In many ways, Clinton's DNC speech was a more glamorous version of her tried and true stump speech. She used phrases that supporters and opponents alike have come to expect from her, including references to the "woman card." (In case you missed it, she would like someone to "deal her in.") She hit on every issue that the convention was meant to highlight, from national security and gun violence to health care and debt.

On the topic of debt, in particular, Clinton seemed to make an appeal to some of the DNC's marginalized voices — the Bernie Sanders supporters who tried to make their voices heard throughout the week. Throughout his campaign, Sanders championed the idea of reigning in Wall Street's exorbitant wealth, while simultaneously criticizing Clinton for being a friend to Wall Street. On stage at the DNC, Clinton found an opportunity to set the record straight.

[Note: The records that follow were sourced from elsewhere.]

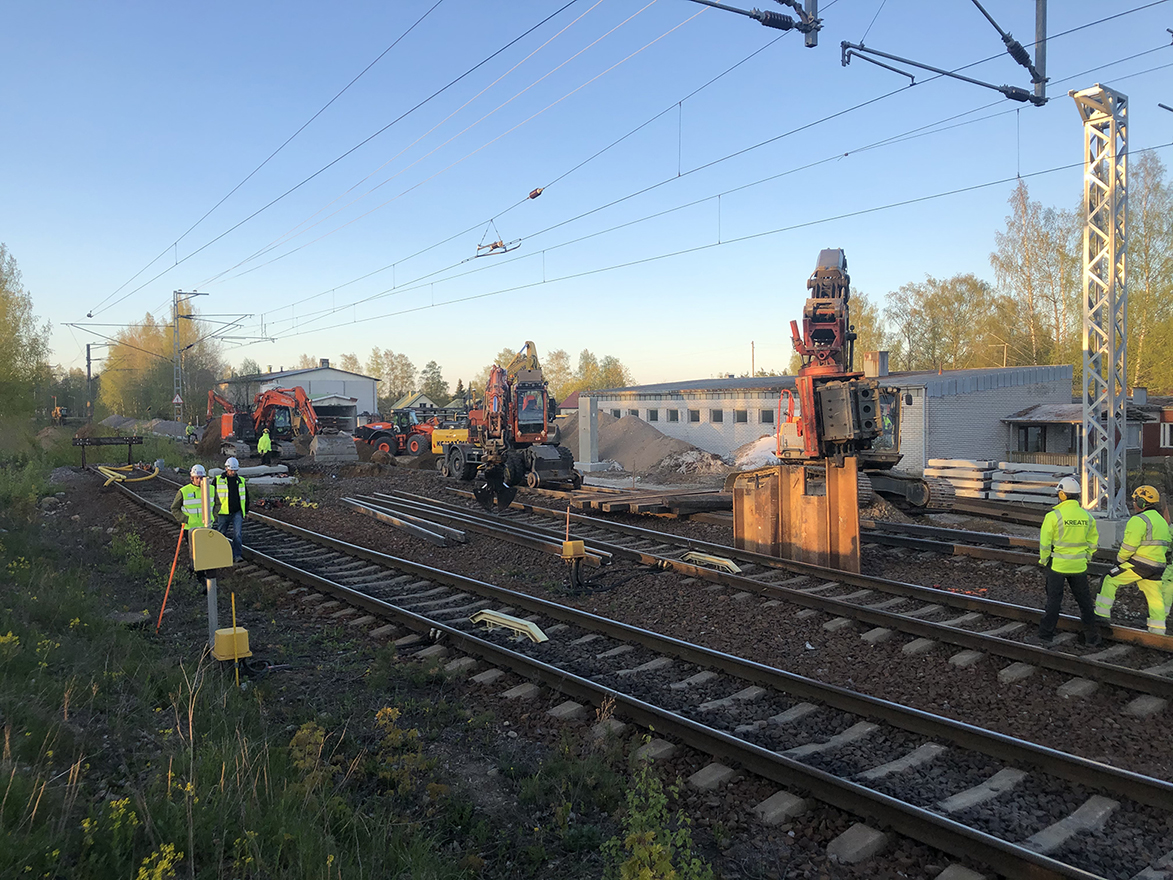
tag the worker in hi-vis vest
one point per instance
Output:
(1066, 541)
(187, 506)
(1141, 560)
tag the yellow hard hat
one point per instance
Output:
(1146, 496)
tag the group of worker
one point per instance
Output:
(1068, 541)
(229, 503)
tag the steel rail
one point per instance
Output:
(896, 588)
(914, 821)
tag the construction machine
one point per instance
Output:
(286, 412)
(510, 437)
(841, 412)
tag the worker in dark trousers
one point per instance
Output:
(231, 507)
(265, 447)
(1140, 560)
(1066, 541)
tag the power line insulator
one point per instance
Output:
(775, 20)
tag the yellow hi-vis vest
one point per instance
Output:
(1069, 537)
(192, 506)
(222, 493)
(1146, 540)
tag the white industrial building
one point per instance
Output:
(956, 413)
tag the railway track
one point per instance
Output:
(1024, 810)
(1134, 660)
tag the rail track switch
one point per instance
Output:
(231, 643)
(705, 560)
(528, 629)
(210, 549)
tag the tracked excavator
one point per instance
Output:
(285, 412)
(510, 438)
(840, 411)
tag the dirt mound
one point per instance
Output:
(209, 444)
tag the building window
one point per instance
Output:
(1030, 438)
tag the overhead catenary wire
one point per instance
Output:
(723, 158)
(340, 157)
(269, 158)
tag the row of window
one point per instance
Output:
(740, 417)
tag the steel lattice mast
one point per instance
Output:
(1105, 298)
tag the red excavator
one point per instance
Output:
(510, 438)
(285, 412)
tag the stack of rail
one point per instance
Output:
(968, 476)
(1030, 484)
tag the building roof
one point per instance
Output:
(285, 373)
(1063, 414)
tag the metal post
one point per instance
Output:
(1041, 47)
(1105, 299)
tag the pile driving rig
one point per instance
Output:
(841, 412)
(510, 438)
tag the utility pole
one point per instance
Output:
(1105, 115)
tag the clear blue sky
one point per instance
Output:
(126, 122)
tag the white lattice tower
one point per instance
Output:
(1105, 298)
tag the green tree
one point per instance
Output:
(433, 384)
(24, 344)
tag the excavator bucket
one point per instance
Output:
(495, 491)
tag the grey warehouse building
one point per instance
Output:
(954, 414)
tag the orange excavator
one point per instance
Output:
(285, 412)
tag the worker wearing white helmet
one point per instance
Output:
(231, 507)
(1066, 541)
(187, 506)
(1140, 560)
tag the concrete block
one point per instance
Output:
(915, 758)
(568, 711)
(917, 647)
(693, 681)
(612, 726)
(435, 651)
(960, 872)
(1077, 688)
(1001, 782)
(877, 635)
(838, 624)
(488, 676)
(858, 843)
(964, 660)
(1145, 705)
(527, 690)
(1016, 672)
(1091, 816)
(656, 750)
(779, 807)
(711, 777)
(461, 664)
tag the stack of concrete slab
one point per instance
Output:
(1031, 484)
(969, 478)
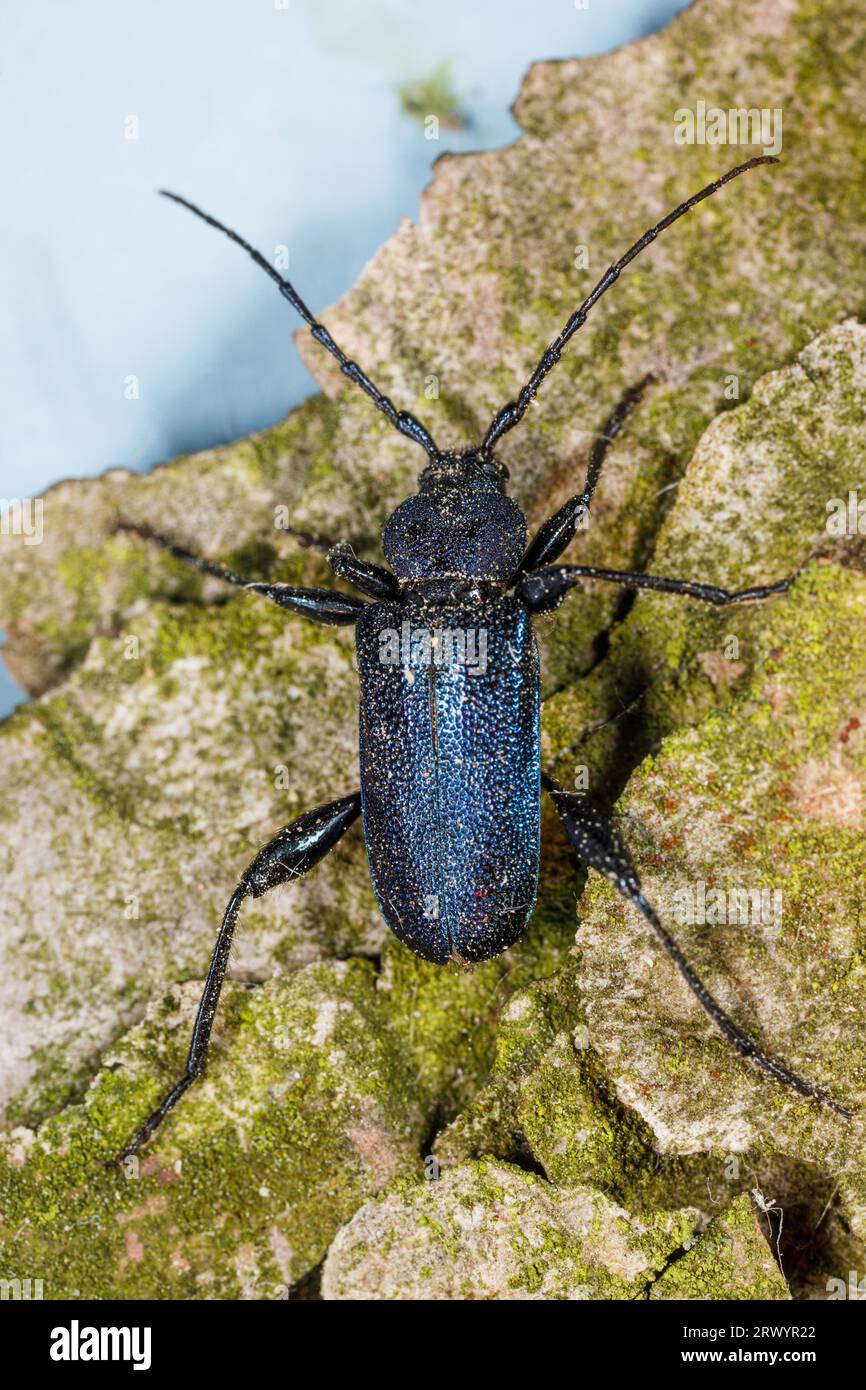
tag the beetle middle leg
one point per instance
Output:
(559, 530)
(289, 855)
(545, 590)
(598, 844)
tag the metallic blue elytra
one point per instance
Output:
(451, 777)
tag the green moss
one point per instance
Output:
(306, 1108)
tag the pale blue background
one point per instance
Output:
(278, 116)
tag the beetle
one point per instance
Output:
(451, 773)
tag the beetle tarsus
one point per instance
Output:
(289, 855)
(598, 844)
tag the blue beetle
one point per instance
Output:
(449, 698)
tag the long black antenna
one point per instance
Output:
(399, 419)
(513, 413)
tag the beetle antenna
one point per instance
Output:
(513, 413)
(399, 419)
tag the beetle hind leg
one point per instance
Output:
(289, 855)
(598, 844)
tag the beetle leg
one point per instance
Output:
(598, 844)
(289, 854)
(321, 605)
(545, 590)
(558, 533)
(373, 580)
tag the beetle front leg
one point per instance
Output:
(598, 844)
(559, 530)
(545, 590)
(320, 605)
(289, 855)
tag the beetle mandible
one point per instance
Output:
(449, 747)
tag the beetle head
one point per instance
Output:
(460, 523)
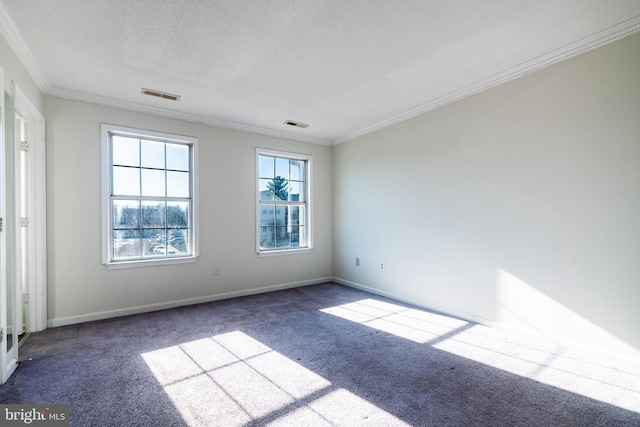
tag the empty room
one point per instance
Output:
(320, 213)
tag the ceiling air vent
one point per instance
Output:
(159, 94)
(296, 124)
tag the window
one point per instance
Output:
(283, 212)
(148, 197)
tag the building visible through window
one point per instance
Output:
(150, 195)
(283, 198)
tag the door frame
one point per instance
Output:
(8, 358)
(36, 253)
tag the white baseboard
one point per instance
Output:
(594, 351)
(89, 317)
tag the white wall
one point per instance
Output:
(519, 205)
(81, 288)
(15, 71)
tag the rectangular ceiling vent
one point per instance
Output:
(296, 124)
(160, 94)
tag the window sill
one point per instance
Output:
(119, 265)
(284, 252)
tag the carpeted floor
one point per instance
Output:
(318, 355)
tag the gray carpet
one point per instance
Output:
(318, 355)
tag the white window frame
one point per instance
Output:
(309, 203)
(107, 215)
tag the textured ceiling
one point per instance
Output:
(344, 67)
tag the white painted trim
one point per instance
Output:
(595, 351)
(37, 212)
(10, 32)
(188, 117)
(309, 180)
(106, 214)
(18, 44)
(606, 36)
(89, 317)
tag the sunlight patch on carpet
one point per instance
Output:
(415, 325)
(233, 380)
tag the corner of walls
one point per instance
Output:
(515, 207)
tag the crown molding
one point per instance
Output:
(596, 40)
(19, 46)
(171, 114)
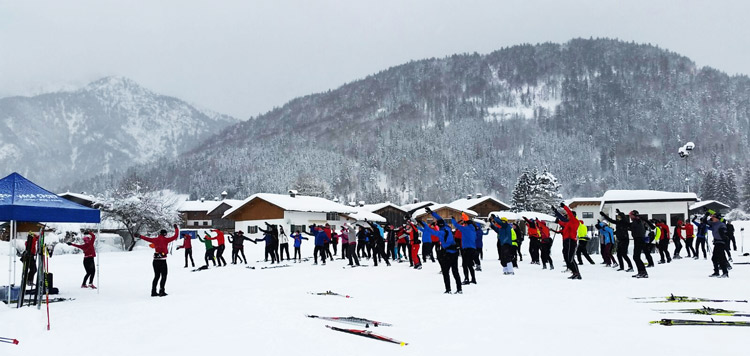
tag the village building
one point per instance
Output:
(482, 205)
(292, 211)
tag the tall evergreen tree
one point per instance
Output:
(522, 191)
(544, 192)
(745, 201)
(709, 186)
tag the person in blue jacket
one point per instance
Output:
(320, 241)
(606, 234)
(448, 255)
(378, 243)
(503, 228)
(468, 248)
(700, 236)
(297, 237)
(427, 233)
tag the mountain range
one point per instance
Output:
(103, 128)
(598, 114)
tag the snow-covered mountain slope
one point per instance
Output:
(223, 310)
(108, 125)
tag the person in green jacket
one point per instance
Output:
(209, 250)
(583, 241)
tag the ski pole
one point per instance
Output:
(8, 340)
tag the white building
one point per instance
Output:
(293, 212)
(650, 204)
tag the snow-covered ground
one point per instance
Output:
(234, 310)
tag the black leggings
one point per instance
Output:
(160, 272)
(448, 264)
(622, 253)
(690, 248)
(545, 248)
(569, 252)
(189, 253)
(352, 254)
(220, 255)
(90, 267)
(702, 244)
(284, 248)
(467, 260)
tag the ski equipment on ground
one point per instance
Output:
(368, 334)
(671, 322)
(705, 311)
(8, 340)
(351, 320)
(685, 299)
(276, 266)
(331, 293)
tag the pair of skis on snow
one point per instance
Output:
(359, 321)
(684, 299)
(701, 311)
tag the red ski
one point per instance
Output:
(368, 334)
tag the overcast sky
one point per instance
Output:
(244, 57)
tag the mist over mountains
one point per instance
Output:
(597, 113)
(111, 124)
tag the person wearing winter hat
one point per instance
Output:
(187, 244)
(160, 258)
(89, 252)
(719, 257)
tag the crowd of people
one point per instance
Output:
(448, 241)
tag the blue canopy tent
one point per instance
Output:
(22, 200)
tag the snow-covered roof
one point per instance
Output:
(90, 198)
(582, 200)
(466, 203)
(197, 205)
(519, 215)
(375, 207)
(436, 207)
(699, 205)
(231, 202)
(296, 203)
(364, 213)
(408, 207)
(645, 195)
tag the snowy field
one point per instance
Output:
(234, 310)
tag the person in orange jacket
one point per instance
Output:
(160, 259)
(220, 248)
(89, 252)
(569, 225)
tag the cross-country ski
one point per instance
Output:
(368, 334)
(351, 320)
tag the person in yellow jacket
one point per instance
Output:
(514, 238)
(583, 241)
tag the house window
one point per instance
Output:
(673, 218)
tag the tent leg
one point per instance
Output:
(98, 269)
(11, 276)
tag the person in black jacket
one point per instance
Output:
(623, 240)
(638, 228)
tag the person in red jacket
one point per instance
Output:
(160, 258)
(187, 244)
(89, 252)
(569, 225)
(689, 236)
(219, 249)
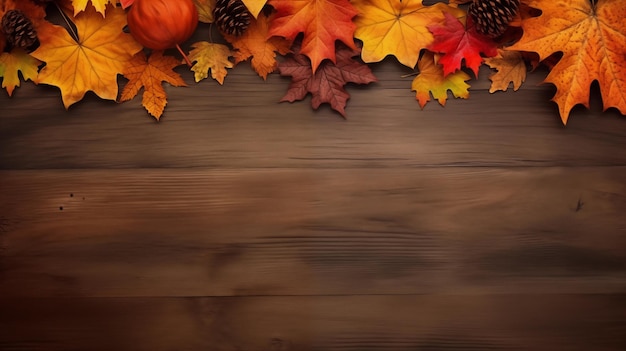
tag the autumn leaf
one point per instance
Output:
(14, 61)
(322, 21)
(255, 6)
(210, 57)
(99, 5)
(254, 43)
(91, 63)
(458, 43)
(398, 28)
(592, 38)
(431, 79)
(205, 10)
(149, 73)
(126, 3)
(325, 84)
(510, 67)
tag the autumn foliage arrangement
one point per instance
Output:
(321, 44)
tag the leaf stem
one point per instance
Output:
(409, 75)
(67, 21)
(184, 55)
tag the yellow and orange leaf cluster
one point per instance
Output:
(90, 63)
(580, 41)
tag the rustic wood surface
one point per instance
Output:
(238, 223)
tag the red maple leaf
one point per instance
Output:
(322, 21)
(325, 84)
(457, 42)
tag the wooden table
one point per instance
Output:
(239, 223)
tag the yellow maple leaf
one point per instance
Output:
(210, 56)
(14, 61)
(99, 5)
(510, 67)
(592, 39)
(149, 73)
(255, 43)
(255, 6)
(431, 80)
(205, 10)
(91, 63)
(399, 28)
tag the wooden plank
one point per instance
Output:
(346, 323)
(180, 232)
(241, 125)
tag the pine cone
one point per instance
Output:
(231, 16)
(492, 17)
(19, 30)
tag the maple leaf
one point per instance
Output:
(432, 79)
(398, 28)
(14, 61)
(99, 5)
(149, 73)
(510, 67)
(325, 84)
(91, 63)
(322, 21)
(592, 38)
(255, 43)
(205, 10)
(458, 43)
(255, 6)
(210, 56)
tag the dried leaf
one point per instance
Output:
(14, 61)
(510, 67)
(326, 84)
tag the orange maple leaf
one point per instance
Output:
(210, 57)
(431, 79)
(255, 43)
(255, 6)
(90, 63)
(322, 21)
(458, 42)
(398, 28)
(592, 38)
(149, 73)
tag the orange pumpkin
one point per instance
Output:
(162, 24)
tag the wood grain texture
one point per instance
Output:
(240, 223)
(188, 232)
(241, 125)
(346, 323)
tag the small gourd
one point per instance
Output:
(162, 24)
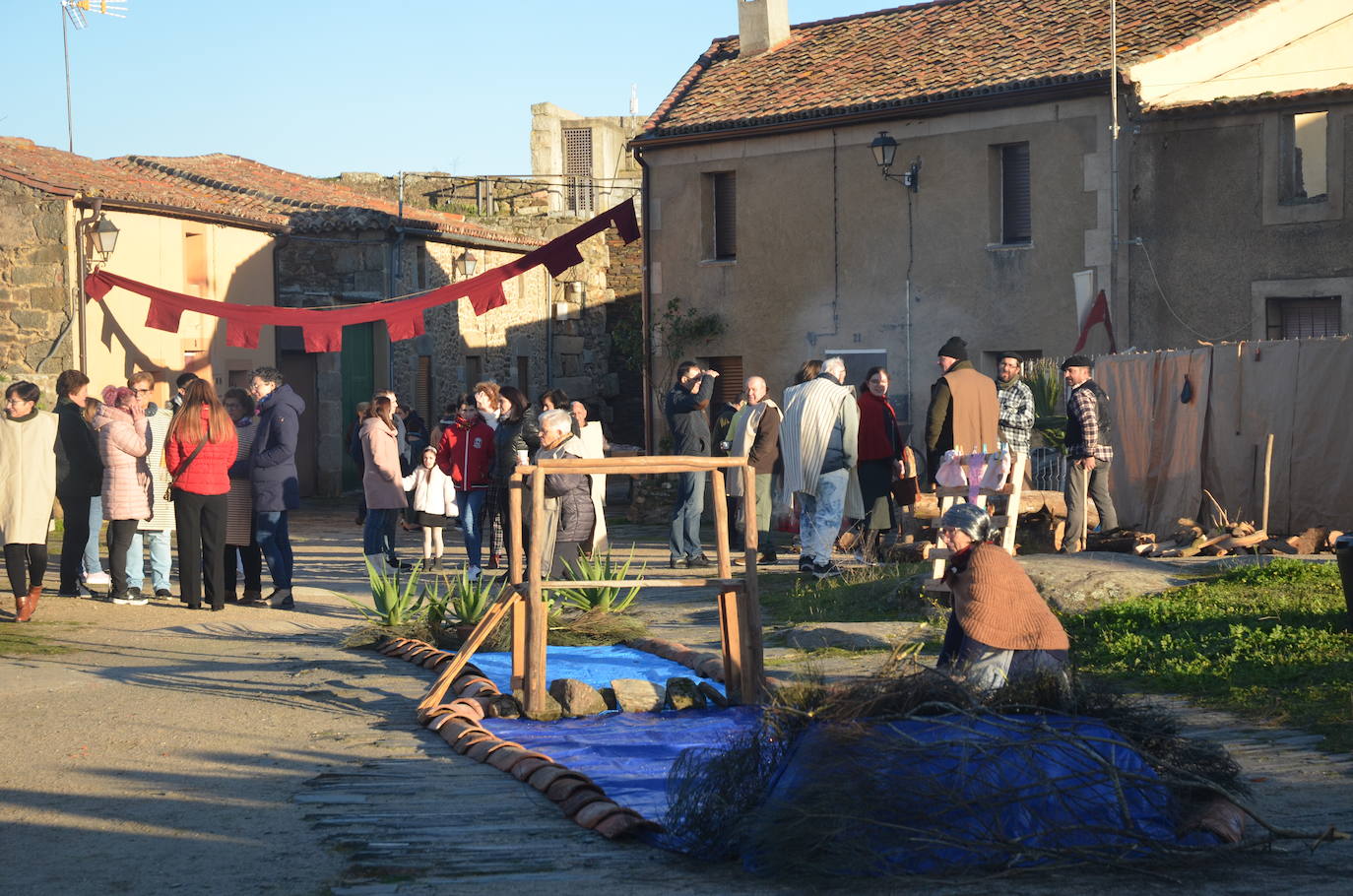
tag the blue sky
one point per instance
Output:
(319, 87)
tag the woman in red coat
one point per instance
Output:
(199, 486)
(466, 454)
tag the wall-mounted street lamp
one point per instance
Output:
(103, 237)
(885, 152)
(466, 264)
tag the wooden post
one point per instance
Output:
(534, 668)
(514, 575)
(1012, 502)
(754, 658)
(730, 603)
(1268, 472)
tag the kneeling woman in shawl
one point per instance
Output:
(570, 512)
(1000, 628)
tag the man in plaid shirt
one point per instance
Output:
(1016, 405)
(1088, 423)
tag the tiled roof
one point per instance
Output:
(221, 184)
(910, 57)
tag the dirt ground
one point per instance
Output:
(249, 751)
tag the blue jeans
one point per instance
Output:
(820, 516)
(690, 505)
(275, 543)
(471, 505)
(160, 559)
(91, 559)
(378, 532)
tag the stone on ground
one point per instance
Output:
(633, 694)
(682, 693)
(577, 697)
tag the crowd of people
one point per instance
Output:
(220, 476)
(832, 456)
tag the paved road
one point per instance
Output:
(249, 751)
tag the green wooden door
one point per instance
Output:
(358, 382)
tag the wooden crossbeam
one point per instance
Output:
(490, 620)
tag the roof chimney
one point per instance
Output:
(760, 25)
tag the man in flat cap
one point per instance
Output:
(1089, 419)
(963, 409)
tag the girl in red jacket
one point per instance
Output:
(199, 487)
(466, 454)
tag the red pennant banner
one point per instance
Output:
(322, 328)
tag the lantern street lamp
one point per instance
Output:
(885, 152)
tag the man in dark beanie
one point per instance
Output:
(963, 409)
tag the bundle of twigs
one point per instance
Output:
(910, 772)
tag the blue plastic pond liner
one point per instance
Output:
(628, 754)
(596, 667)
(958, 784)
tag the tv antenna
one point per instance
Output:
(73, 13)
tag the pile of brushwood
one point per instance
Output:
(912, 773)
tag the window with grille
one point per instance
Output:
(1303, 317)
(578, 168)
(1016, 214)
(730, 383)
(723, 216)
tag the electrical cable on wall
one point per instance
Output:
(1169, 307)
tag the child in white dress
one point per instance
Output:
(434, 505)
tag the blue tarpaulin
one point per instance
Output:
(596, 667)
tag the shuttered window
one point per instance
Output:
(1016, 226)
(1303, 318)
(724, 206)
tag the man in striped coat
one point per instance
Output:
(818, 443)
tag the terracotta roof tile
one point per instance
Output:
(914, 56)
(226, 186)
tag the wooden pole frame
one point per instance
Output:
(739, 610)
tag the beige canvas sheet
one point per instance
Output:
(1157, 477)
(1252, 397)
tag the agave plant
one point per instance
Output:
(395, 603)
(1045, 380)
(605, 600)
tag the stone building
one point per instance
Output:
(1008, 201)
(230, 228)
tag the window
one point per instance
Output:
(578, 166)
(195, 263)
(728, 387)
(524, 374)
(1305, 152)
(722, 217)
(1303, 318)
(1012, 198)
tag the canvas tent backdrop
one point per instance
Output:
(1167, 451)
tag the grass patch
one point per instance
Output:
(870, 595)
(1265, 642)
(26, 640)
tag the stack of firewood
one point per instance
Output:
(1190, 539)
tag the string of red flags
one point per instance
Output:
(322, 328)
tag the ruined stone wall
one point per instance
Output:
(34, 288)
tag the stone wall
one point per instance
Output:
(34, 288)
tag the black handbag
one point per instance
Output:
(188, 461)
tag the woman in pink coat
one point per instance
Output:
(382, 480)
(123, 444)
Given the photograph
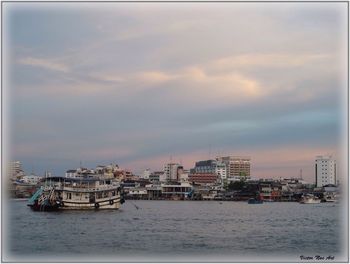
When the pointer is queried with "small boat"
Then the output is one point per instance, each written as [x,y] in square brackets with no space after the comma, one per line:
[330,197]
[309,199]
[60,193]
[255,201]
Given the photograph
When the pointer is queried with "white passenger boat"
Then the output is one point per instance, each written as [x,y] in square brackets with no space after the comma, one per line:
[309,199]
[60,193]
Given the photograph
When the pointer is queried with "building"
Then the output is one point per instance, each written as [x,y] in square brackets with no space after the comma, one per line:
[221,171]
[205,166]
[236,165]
[15,170]
[172,172]
[146,173]
[325,171]
[203,178]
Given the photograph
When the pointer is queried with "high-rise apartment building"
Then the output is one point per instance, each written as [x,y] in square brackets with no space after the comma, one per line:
[172,171]
[325,171]
[205,166]
[236,165]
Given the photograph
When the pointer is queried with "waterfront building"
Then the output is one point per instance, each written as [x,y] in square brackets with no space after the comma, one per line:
[236,165]
[71,173]
[183,177]
[205,166]
[146,173]
[203,178]
[156,176]
[221,170]
[15,170]
[325,171]
[171,171]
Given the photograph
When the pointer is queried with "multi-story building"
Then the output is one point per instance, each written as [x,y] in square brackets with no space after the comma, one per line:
[221,170]
[205,166]
[15,170]
[146,173]
[172,171]
[236,165]
[203,178]
[325,171]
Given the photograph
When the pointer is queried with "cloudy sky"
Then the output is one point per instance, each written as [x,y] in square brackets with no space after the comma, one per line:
[142,83]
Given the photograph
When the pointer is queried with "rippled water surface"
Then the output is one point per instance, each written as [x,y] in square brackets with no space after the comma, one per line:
[176,231]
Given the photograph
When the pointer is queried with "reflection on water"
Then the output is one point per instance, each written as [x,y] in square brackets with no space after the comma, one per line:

Clinton promised to help Americans get out of debt, to make child care more affordable, to make paid family leave a more robust part of American jobs, and to make college less expensive. (That last one in particular probably had many Sanders supporters' ears ringing.) Then, she explained how she'd pay for all of her proposed programs:

Wall Street, corporations, and the super rich are going to start paying their fair share of taxes. Not because we resent success. Because when more than 90 percent of the gains have gone to the top 1 percent, that's where the money is. And if companies take tax breaks and then ship jobs overseas, we'll make them pay us back. And we'll put that money to work where it belongs … creating jobs here at home!

In proposing higher taxes for Wall Street, Clinton said, "We're going to follow the money." That's certainly where the money is — there's no doubt about it. But that's where Sanders used to say Clinton was, too, making money off of speeches to big Wall Street firms like Goldman Sachs. Thursday's speech wasn't for money, but it may have been for the appeal of Sanders' supporters. Pro-Bernie factions within the Democratic Party protested loudly throughout this week's convention, despite the former candidate himself calling for unity.

Clinton even acknowledged the need for Sanders' ideas more directly at one point in her speech. "Our country needs your ideas, energy, and passion," Clinton said. "That is the only way we can turn our progressive platform into real change for America." In other words, expect to hear more about Wall Street from Clinton as the general election revs up.